Wednesday, February 7, 2018

An experiment

I haven't been accomplishing much in the studio since the first of the year.  Lots of meetings and writing from the two art groups I'm on the board for, lots of time on organizing and cleaning out the studio and throwing away decades worth of crap, lots of baby time.  But little in the way of art.  I really must find a project and get started on it before the Olympics, so I can work while I watch.

Two weeks ago I thought I had found a project that was going to keep me busy for a while.  I wanted to make a piece so heavily machine-stitched that it would start to bend and ripple.  I wanted to use some of the dozen-plus cones of pink polyester embroidery thread that I inherited from the museum, just on general principles that when you have a dozen-plus of something you should try to use it up.
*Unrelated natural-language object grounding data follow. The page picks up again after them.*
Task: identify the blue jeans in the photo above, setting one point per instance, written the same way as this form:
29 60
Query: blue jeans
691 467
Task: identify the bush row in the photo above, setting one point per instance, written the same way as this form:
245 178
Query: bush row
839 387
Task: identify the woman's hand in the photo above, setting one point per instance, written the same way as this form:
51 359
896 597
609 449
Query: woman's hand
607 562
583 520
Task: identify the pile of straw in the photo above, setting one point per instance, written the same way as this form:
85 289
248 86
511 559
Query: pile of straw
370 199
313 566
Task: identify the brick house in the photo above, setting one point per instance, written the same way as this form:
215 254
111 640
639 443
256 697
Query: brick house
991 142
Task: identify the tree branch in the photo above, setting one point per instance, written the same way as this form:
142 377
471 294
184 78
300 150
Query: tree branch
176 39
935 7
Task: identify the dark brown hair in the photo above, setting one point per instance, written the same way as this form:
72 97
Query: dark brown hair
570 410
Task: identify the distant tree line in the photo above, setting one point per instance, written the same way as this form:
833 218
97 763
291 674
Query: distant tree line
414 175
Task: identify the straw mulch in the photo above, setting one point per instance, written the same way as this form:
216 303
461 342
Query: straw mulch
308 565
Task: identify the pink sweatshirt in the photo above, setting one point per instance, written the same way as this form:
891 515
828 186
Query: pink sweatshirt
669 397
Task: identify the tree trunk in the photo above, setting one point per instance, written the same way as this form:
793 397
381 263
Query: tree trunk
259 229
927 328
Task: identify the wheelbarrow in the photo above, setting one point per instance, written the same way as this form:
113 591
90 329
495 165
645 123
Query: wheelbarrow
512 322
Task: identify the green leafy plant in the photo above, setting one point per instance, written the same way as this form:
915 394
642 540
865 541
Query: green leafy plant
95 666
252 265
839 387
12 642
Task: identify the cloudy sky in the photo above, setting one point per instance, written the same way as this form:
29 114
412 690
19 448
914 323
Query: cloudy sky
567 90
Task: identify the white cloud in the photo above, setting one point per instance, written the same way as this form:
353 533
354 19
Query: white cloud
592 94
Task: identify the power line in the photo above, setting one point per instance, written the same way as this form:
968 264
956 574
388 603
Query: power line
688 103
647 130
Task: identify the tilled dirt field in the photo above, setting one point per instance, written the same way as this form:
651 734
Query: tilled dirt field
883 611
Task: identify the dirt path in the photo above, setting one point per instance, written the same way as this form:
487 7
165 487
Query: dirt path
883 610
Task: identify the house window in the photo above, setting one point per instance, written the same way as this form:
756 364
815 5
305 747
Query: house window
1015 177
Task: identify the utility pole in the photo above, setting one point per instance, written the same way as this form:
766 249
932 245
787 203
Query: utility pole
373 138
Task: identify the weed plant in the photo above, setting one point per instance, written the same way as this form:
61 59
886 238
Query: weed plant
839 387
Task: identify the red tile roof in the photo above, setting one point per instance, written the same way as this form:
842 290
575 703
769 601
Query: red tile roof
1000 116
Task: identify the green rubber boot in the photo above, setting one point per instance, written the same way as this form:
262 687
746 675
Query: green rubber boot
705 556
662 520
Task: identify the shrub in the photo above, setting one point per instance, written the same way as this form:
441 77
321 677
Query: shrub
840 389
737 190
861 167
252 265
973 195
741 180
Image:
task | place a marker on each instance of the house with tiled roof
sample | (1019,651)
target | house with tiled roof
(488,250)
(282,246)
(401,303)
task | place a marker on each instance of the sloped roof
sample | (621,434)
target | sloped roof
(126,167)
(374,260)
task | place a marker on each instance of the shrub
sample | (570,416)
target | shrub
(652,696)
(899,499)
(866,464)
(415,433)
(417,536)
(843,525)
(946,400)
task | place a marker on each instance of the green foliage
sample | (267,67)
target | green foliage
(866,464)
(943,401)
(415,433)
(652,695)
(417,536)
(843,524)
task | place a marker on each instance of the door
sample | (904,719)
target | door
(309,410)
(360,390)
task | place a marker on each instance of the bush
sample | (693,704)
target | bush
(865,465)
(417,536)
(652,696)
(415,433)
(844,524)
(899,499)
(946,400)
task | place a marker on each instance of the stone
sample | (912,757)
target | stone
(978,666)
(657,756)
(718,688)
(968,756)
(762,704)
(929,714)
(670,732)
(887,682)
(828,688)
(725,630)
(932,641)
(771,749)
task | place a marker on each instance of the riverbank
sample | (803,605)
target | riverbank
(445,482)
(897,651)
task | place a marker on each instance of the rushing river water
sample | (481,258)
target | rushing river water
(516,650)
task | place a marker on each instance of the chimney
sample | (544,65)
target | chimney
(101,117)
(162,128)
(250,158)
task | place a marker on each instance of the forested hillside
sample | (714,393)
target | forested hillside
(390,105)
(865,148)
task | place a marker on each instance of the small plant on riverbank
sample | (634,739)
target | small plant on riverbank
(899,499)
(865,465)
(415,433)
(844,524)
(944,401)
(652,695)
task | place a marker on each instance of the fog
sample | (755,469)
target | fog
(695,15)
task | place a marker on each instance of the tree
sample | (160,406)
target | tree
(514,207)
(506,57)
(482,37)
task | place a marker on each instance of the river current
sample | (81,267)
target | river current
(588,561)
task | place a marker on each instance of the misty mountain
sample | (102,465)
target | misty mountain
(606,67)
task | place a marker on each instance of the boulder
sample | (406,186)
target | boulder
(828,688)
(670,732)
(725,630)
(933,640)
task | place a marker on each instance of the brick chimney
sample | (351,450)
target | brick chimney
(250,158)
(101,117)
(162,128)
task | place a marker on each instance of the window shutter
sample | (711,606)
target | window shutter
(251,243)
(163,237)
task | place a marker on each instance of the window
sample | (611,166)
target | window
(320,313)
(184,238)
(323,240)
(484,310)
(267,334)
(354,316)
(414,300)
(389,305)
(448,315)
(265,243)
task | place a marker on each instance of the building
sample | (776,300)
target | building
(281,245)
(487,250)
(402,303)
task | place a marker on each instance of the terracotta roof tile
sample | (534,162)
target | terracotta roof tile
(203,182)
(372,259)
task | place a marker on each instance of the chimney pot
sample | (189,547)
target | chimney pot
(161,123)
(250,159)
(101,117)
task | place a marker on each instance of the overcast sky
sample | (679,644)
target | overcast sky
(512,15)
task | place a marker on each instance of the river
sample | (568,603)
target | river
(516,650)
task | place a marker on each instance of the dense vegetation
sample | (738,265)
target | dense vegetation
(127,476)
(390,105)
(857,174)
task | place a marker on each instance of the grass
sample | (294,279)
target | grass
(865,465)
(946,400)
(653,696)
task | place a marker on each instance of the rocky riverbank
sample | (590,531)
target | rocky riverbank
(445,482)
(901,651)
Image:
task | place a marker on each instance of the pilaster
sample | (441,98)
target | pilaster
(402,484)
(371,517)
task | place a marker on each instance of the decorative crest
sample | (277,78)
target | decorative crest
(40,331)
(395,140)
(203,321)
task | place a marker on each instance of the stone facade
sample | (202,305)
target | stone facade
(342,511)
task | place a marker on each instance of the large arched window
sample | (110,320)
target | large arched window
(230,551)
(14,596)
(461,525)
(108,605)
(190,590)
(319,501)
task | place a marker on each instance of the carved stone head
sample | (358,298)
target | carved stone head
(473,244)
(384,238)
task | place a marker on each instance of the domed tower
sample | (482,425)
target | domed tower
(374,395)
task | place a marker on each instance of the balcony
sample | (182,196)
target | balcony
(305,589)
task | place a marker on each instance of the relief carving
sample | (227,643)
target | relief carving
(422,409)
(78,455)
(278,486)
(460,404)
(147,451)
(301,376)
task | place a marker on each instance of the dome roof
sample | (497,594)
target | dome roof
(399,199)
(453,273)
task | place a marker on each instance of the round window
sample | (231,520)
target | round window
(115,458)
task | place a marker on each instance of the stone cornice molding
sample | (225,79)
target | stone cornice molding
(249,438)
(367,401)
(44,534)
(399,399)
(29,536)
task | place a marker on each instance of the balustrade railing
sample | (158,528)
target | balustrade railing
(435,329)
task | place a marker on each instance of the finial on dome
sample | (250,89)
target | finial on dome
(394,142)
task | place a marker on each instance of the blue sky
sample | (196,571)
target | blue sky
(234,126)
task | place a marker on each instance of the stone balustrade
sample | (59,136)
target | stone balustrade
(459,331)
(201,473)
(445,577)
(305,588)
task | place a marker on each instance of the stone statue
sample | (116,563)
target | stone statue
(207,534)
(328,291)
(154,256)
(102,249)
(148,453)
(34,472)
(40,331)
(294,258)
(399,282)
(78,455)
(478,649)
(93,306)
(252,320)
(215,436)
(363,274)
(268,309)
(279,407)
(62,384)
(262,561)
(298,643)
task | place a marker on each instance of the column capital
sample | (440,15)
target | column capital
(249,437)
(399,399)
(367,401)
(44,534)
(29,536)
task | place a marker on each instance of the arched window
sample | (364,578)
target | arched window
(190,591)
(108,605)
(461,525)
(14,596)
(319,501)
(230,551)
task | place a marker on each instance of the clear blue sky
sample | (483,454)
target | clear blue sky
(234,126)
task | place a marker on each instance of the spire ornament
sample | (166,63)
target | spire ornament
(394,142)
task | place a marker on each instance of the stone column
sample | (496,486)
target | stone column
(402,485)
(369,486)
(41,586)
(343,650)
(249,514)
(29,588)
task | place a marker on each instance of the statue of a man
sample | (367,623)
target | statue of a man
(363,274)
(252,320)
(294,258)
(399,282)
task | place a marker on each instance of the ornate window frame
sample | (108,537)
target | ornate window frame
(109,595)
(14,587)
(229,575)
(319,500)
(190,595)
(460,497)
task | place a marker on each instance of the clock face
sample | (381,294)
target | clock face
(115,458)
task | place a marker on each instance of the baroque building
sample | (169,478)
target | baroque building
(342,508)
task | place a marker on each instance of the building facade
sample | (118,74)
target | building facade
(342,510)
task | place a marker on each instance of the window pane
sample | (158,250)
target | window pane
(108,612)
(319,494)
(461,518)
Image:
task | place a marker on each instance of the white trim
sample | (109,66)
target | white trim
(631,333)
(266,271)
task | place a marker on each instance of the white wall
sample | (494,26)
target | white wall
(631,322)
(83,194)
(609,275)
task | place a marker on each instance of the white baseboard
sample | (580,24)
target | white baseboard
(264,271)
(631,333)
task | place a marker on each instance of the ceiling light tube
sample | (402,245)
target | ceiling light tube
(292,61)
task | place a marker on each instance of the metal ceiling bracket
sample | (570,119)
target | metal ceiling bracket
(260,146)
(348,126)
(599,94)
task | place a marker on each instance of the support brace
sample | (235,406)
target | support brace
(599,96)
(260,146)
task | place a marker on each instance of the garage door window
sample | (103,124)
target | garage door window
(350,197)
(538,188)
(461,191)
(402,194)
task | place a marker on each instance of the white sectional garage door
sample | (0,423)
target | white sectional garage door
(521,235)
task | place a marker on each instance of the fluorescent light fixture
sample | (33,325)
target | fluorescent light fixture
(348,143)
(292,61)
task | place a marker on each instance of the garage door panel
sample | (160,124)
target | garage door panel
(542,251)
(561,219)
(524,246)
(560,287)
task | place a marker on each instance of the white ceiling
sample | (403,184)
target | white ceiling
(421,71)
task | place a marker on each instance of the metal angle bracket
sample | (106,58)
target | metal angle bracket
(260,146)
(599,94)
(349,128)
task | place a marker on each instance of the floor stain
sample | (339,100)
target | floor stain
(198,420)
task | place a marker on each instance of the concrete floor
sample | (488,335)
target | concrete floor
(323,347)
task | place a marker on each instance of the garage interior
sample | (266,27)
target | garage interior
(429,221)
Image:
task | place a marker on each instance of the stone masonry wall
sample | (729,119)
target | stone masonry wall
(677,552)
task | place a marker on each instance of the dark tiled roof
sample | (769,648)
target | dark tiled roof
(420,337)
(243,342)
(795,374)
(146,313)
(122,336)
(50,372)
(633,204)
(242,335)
So I made a quilt sandwich, covered the top layer with scraps and bits of various pink fabrics, and started sewing.  It didn't take long before I realized that first, I wasn't enamored of how it looked, and second, it would take years to finish the piece to the size I had originally thought.  So Plan B: I cut off a small panel and finished stitching that very densely.

Then I cut a piece of paper to that same size and experimented with folding and rolling it, looking for a geometric shape that might be attractive.  I thought it might complement the one stitched pyramid that I have left after our gallery sale last summer (at top right in the photo).

Maybe a cone?  But that would reveal the back side of my stitching, which wasn't very attractive.  I folded and rolled some more, came up with nothing interesting and got discouraged.  Finally I decided to heck with it, I wanted to be done with this failed experiment.  I stitched the two ends of the rectangle together, then turned it inside out to make a cylinder.

Well, oops.  The piece had gotten so stiff and bulky, between that full quilt sandwich and the stitching, that I had to fight it all the way just to get it to turn.  But I kind of liked the lumps and wrinkles that ensued.  The bottom edge had a binding of peach silk, left from our kimono stash, but the top edge was raw, so I turned it inside and sewed the top shut.  This made it about six inches tall and three or four inches wide.

So is the experiment a failure or a success?  I think maybe some of each.  Plan A certainly didn't work, but Plan B may have some promise (as in so many other aspects of life and art).   I love to stitch, stitch, stitch all day so the process works for me.  I like the beat-up, bumpy look.  I don't think I like the cylindrical form all that much, although in some of the views it's intriguing.

Maybe I'll try another one and try to repeat what I like in the first version, avoid what I didn't like, and figure out a way to make it technically easier.  I'll let you know how that works out.


  1. Perhaps the discontent with it is the being pink? Well, it would be that for me.
    But possibly you could set it in dye, coffee, or ink so it wicks up the cylinder making patterns?

    1. and then here is a maker I just came across who might inspire you for where to go with this.

  2. I like it. Perhaps if the under cloth was darker? and you could make it into a paper bag shape and then fold over the top edge. Pink Power Lunch Bags.